"Then Jesus was led up by the Spirit into the wilderness to be tempted by the devil. And after fasting forty days and forty nights, he was hungry. And the tempter came and said to him..."
(Matthew 3)
Vulnerable. Needy. Unfulfilled. Lacking in something. Desperate. Incomplete. Tired.
And then the tempter makes its move. When we are at our wit's end, or simply not at our strongest.
I've experienced a taste of this over the past few months. Without going into details, I can attest to this all, and I bet you can too. Satan would love nothing more than to steal, kill, and destroy or joy and our love for Christ. He numbs it down and makes it not so glorious. He makes us feel like our lives are sub-par, as if we're just like everybody else in the world. But we're not. We are created by the Father and Creator of all things to be children of the Living and Active God Almighty, who actually gave himself in the form of Jesus to be killed a strong death for the very sin that had once separated us from him because he wanted us SO badly. Who would do that? I mean really... who!?! Our society doesn't work that way, so it doesn't make sense to us. Or at least it doesn't make sense to me. But I sure want to believe it to be true.
"If God is for us, who can be against us?" (Romans 8:31)
But we get hungry, and we forget about all of this. Hungry for more, for better, to be satisfied, to be different. Hunger is confusing.
A few weeks ago I was trying to do the "paleo" diet (no grains, no dairy, no artificialities), and I realized that the diet itself was perfectly easy to follow-- but I couldn't let myself get to the point of hunger without being able to see my paleo food in sight, because otherwise I became irrational. I wanted to grab a piece of hearty toast, or a slice of cake, or yogurt or anything that was right in front of me, just to "take the edge off". Of course none of those things are inherently bad at all.. they're still healthy! But they weren't what I needed then, because I had made a decision to not eat those things at that time. Hunger does that to you though. It makes you want to drop all of your rules and fences. You just want to hurry up and take the edge away from your hunger, even if that means cheating a little bit.
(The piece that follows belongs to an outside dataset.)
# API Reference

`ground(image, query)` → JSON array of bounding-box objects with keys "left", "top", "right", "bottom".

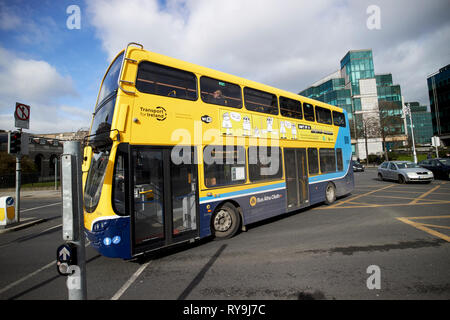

When I read Matthew 3 about Jesus being tempted by Satan, though, I feel encouraged. He was hungry and vulnerable, but he didn't give in. He was tempted with instant gratification, immortality, and ultimate power. Each time the tempter put out the bait for Jesus, Jesus would come back at him with Scripture. He didn't even try to make up excuses of why it's maybe not the best idea because of dot dot dot. He just throws Scripture in the face of temptation, because he knows that it speaks the loudest and is the truest of all.
I'm totally imperfect at all of this, but I'm so thankful that my eyes have been opened to some sort of insight into what's going on behind closed doors when I'm feeling tempted into any wrong-doings.
Praise God from whom all blessings flow;
Praise Him all creatures here below;
Praise him above, ye heavenly host;
Praise Father, Son, Holy Ghost. Amen.